Fue uno de esos momentos en los que te das cuenta de lo impredecible que es viajar en bicicleta, pero también de lo afortunado que eres al encontrar personas dispuestas a ayudarte en el camino. El soldador no quiso cobrarme nada, y aunque insistí, su respuesta fue clara: “Estamos aquí para ayudarnos”.

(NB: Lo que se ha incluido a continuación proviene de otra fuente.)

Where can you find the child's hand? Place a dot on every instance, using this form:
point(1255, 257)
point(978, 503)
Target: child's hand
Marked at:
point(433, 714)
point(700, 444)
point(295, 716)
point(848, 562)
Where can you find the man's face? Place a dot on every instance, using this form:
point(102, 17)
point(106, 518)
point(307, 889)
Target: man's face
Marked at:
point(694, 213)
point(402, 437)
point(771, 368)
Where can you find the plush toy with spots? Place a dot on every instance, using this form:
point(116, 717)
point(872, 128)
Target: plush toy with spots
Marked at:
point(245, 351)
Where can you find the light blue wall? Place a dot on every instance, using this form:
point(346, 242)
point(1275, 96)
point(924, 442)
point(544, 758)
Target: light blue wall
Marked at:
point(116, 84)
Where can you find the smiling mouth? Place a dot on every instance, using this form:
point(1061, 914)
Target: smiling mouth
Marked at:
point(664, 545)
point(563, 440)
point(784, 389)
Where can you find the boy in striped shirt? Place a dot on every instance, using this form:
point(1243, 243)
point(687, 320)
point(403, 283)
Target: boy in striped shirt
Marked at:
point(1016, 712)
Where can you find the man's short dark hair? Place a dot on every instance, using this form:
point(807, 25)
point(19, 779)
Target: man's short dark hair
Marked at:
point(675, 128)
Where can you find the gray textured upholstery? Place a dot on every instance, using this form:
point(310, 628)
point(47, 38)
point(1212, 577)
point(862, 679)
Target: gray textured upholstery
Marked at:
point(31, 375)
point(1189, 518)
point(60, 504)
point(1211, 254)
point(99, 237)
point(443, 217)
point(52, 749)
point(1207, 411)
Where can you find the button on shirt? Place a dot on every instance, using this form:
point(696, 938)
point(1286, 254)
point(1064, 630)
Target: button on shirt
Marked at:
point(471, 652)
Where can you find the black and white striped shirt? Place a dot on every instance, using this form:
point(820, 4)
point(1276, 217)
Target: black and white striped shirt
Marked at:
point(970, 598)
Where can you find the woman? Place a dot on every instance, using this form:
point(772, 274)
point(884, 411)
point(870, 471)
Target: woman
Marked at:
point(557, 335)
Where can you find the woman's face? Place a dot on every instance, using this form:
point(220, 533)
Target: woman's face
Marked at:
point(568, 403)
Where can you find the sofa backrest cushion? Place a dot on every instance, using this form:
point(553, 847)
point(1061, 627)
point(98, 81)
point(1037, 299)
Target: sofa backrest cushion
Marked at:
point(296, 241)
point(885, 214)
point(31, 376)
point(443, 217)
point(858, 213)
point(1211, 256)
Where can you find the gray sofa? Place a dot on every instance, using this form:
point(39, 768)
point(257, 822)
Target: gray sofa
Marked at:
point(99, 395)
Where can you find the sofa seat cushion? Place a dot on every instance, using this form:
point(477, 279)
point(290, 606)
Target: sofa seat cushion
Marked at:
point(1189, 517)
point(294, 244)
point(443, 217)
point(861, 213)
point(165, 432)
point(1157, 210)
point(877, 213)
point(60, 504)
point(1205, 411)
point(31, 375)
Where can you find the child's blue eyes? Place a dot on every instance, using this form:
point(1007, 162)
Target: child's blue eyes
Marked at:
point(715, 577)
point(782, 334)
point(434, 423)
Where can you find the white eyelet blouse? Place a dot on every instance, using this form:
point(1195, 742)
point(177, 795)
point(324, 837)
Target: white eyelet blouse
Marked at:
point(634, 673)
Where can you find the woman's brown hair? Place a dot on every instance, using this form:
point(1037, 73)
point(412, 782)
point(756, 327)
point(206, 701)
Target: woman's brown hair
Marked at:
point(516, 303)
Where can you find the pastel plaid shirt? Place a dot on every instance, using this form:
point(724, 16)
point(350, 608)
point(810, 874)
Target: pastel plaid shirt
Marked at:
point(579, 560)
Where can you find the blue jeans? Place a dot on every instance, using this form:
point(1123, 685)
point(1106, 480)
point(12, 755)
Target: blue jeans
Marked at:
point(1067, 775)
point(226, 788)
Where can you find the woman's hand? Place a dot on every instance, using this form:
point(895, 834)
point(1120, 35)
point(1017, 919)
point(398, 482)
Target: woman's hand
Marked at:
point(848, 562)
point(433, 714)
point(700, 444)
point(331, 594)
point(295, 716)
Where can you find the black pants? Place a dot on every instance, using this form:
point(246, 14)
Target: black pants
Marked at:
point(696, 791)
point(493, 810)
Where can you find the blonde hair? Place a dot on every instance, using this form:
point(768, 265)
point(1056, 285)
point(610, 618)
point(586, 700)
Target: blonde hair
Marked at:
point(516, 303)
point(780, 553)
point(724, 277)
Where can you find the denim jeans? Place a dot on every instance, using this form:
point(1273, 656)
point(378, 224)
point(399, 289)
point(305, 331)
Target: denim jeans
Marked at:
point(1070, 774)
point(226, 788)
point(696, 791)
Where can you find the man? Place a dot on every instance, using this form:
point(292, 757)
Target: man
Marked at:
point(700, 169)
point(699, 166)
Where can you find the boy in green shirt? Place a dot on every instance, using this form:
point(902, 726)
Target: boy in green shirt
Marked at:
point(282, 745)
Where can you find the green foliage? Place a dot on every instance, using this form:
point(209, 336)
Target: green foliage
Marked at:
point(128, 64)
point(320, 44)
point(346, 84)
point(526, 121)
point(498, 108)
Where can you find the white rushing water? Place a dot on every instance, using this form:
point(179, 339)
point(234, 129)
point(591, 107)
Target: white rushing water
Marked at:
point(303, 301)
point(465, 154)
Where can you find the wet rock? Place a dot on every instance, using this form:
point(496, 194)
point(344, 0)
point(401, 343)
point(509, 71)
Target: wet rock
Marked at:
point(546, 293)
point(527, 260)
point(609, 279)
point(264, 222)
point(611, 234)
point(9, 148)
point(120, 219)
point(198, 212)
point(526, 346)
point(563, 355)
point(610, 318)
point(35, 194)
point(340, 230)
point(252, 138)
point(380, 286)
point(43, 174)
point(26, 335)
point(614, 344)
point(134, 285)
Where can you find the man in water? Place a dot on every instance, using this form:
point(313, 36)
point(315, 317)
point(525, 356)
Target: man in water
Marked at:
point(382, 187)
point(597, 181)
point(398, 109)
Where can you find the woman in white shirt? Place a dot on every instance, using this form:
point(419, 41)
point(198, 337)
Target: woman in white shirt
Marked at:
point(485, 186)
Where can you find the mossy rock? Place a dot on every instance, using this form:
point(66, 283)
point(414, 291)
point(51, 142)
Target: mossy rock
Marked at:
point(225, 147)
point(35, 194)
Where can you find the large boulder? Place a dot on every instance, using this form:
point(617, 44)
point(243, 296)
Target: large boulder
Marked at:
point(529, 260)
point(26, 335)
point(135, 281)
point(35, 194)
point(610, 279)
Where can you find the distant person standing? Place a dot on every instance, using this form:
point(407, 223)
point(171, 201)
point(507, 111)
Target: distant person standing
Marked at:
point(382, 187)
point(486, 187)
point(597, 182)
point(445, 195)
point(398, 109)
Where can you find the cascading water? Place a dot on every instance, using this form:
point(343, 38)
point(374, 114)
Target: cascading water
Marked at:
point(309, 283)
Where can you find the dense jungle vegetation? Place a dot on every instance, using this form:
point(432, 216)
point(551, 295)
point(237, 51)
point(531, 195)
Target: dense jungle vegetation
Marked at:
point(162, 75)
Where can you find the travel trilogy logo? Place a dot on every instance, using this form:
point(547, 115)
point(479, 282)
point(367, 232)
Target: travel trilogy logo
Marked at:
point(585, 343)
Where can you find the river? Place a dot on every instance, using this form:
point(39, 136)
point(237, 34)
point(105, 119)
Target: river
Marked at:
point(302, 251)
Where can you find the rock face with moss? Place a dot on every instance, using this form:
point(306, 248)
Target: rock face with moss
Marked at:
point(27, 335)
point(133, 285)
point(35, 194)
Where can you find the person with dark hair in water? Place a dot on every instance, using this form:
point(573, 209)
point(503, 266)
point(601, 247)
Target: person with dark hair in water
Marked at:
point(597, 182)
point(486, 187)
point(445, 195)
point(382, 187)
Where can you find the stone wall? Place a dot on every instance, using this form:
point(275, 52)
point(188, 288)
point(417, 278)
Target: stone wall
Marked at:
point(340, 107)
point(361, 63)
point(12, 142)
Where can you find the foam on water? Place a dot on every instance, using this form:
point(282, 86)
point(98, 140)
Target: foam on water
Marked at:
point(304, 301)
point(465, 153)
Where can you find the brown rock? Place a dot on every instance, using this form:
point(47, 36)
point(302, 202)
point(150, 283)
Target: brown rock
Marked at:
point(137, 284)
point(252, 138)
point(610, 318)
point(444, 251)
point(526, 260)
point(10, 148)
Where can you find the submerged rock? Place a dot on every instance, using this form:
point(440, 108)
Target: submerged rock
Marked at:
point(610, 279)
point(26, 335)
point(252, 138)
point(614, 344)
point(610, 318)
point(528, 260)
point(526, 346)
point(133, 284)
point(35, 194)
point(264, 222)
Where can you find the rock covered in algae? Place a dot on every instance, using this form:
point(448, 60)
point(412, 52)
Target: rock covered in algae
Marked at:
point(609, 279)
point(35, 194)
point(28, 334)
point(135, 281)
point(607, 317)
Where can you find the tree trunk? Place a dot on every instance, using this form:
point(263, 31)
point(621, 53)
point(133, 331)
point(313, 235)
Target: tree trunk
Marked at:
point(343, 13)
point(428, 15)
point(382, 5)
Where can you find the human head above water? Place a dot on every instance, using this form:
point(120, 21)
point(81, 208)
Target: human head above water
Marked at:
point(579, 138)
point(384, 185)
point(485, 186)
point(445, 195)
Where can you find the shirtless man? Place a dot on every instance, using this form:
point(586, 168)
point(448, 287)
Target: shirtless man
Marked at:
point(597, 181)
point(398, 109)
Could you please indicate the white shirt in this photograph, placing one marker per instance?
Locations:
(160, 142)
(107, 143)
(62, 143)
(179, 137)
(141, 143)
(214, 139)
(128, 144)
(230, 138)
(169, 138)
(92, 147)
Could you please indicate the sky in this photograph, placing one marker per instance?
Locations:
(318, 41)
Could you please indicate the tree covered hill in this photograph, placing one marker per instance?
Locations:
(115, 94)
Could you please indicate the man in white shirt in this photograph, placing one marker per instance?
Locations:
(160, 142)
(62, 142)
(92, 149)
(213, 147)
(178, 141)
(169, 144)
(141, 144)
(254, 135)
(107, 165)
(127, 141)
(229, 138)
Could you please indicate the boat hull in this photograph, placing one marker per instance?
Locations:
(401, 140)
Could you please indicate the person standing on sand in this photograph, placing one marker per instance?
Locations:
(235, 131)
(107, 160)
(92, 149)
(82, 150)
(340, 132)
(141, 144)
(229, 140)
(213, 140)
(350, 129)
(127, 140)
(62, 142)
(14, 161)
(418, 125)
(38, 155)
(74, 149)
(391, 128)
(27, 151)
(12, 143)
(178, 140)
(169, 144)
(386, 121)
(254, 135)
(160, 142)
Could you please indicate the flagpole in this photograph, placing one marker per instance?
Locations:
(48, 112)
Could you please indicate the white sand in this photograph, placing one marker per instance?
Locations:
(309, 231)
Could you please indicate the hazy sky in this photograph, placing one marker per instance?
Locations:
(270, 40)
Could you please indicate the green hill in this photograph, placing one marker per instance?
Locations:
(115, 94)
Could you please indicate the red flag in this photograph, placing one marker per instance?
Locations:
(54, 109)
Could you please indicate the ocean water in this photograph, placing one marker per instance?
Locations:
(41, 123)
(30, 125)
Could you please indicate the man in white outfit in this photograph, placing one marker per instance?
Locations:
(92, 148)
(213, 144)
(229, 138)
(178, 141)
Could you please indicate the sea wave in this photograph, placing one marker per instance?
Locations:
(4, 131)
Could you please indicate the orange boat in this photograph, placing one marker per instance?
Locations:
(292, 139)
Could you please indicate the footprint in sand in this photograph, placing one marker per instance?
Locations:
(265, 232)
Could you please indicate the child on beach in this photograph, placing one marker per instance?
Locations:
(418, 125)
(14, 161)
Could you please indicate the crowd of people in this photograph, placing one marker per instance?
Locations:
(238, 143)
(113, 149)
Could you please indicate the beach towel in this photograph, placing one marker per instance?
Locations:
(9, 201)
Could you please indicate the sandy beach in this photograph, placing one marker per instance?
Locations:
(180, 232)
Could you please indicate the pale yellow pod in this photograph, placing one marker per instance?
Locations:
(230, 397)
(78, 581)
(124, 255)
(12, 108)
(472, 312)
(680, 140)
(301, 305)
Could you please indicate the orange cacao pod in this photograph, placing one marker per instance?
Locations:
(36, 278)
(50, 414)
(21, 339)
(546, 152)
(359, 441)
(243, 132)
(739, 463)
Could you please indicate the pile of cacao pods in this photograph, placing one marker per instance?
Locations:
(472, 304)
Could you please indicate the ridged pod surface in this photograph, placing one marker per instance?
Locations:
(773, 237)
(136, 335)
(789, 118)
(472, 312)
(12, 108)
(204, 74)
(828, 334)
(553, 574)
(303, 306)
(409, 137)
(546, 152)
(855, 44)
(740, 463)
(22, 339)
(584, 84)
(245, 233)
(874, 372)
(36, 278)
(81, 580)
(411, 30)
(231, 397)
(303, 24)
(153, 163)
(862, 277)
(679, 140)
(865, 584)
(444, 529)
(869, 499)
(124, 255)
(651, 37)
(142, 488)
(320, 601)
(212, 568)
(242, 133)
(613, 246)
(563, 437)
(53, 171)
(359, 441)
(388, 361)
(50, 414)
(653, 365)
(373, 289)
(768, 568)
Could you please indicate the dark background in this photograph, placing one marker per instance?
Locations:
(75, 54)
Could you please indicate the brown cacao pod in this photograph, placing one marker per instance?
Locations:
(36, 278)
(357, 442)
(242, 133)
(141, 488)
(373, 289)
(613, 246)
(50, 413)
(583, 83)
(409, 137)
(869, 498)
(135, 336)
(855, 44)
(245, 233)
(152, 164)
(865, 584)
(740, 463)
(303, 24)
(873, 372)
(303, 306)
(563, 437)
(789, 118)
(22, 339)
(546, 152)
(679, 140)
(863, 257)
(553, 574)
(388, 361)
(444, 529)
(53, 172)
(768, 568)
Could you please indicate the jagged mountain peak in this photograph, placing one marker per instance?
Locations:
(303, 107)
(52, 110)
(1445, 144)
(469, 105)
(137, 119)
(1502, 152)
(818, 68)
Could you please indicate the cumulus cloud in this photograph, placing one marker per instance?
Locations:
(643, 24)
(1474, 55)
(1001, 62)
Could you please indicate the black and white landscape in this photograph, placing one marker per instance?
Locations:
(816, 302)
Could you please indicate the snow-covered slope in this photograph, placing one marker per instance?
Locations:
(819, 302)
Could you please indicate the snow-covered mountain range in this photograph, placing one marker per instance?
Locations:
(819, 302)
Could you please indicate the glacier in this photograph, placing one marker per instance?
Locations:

El viaje continuó durante varias semanas más. A medida que avanzaba hacia el este, los paisajes se volvían más desolados, más áridos, pero también más fascinantes. Las temperaturas bajaban, especialmente por las noches, y acampar se volvía un reto. Pero cada día era una nueva aventura, una nueva oportunidad de aprender algo sobre mí mismo y sobre el mundo que me rodeaba.
Uno de los últimos grandes momentos del viaje fue llegar al lago Tuz, un inmenso lago salado que durante el verano se seca casi por completo. Pedalear por esas llanuras blancas, sin más compañía que el viento, fue una experiencia casi espiritual. El silencio, el espacio vacío, la inmensidad del paisaje… todo contribuía a esa sensación de estar completamente en paz con el mundo.
Viajar en bicicleta por Turquía me enseñó muchas cosas: que la gente es más amable de lo que creemos, que los paisajes más increíbles suelen estar en los lugares menos esperados, y que la verdadera magia del viaje está en los pequeños detalles. Cada parada, cada persona, cada plato de comida compartido se convirtieron en recuerdos inolvidables.
Este viaje no fue solo un recorrido por tierras turcas, sino una profunda conexión con el presente, con el simple hecho de estar ahí, pedaleando, respirando, viviendo.